Nice slim line 23 jewel model (Luch,Poljot,Sekonda, all the same inside) for office type workwear, Vostok Amphibia for leisure or rugged workwear and a nice Poljot Aviator or Strela for dressier occasions. Cap it all off with an open face Molnija pocket watch to stick in your coat pocket for those cold winter days when you're muffled up like an eskimo.

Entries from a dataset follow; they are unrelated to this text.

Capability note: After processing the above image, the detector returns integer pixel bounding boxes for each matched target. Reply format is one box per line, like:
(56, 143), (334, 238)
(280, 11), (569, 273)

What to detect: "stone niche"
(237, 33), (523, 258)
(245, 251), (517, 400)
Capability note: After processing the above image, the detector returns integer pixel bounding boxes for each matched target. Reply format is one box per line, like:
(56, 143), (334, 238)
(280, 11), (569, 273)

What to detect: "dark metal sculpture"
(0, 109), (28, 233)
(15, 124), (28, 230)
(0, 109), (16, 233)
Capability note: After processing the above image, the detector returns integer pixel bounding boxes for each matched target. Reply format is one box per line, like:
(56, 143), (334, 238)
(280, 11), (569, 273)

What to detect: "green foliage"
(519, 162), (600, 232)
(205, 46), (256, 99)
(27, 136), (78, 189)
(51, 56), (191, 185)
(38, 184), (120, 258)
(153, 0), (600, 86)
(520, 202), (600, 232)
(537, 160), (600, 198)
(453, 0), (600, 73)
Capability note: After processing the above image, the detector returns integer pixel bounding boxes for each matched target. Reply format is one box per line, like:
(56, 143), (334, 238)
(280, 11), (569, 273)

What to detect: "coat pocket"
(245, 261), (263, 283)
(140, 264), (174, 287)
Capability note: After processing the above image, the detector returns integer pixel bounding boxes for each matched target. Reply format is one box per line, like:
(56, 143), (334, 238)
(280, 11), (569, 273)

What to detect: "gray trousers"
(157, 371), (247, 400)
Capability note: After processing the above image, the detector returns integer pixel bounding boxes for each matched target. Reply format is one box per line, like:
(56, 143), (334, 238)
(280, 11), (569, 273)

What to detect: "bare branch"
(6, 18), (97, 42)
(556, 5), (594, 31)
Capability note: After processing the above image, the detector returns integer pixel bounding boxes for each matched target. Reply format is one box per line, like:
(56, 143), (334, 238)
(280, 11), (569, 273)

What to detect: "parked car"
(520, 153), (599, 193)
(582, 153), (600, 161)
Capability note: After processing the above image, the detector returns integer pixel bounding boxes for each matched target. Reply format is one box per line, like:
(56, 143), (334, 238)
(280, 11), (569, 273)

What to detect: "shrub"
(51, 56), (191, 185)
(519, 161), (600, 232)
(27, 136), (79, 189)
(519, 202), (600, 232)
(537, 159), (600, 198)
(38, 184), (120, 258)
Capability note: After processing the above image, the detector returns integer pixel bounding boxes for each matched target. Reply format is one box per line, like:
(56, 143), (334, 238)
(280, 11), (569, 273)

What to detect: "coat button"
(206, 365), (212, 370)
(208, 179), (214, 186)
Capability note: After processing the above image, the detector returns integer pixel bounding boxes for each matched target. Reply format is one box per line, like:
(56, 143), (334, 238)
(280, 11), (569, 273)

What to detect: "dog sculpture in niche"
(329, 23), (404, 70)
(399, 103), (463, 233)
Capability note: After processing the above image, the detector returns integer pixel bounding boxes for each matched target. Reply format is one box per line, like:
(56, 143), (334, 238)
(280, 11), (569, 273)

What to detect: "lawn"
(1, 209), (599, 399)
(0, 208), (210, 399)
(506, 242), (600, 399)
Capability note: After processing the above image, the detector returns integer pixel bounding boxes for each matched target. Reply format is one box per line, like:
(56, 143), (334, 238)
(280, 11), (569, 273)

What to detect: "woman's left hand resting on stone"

The whole lot for little more than you'd pay for a 'nice' quartz watch from a 'designer' label









Julian L


----------



## sconie (Apr 18, 2006)

Julian Latham said:


> Dress, workplace or knocking about? There's a mechanical Russian for every occasion.
> 
> Nice slim line 23 jewel model (Luch,Poljot,Sekonda, all the same inside) for office type workwear, Vostok Amphibia for leisure or rugged workwear and a nice Poljot Aviator or Strela for dressier occasions. Cap it all off with an open face Molnija pocket watch to stick in your coat pocket for those cold winter days when you're muffled up like an eskimo.
> 
> ...


Thanks for the reply, I use my Orange Monster as an everyday watch and my Samurai and Pepsi dial diver for work, so I thought a classy russian like the Strela as an evening wear watch, but ost likely I will end up filling another drawer (LOL) I have seen the Strelas going for around the Â£125 mark on the sales forum, so I will keep my eyes oper for one cropping up as I can't yet post in the wanted forum.

I will research the others you mention as well though, as I just love watches.


----------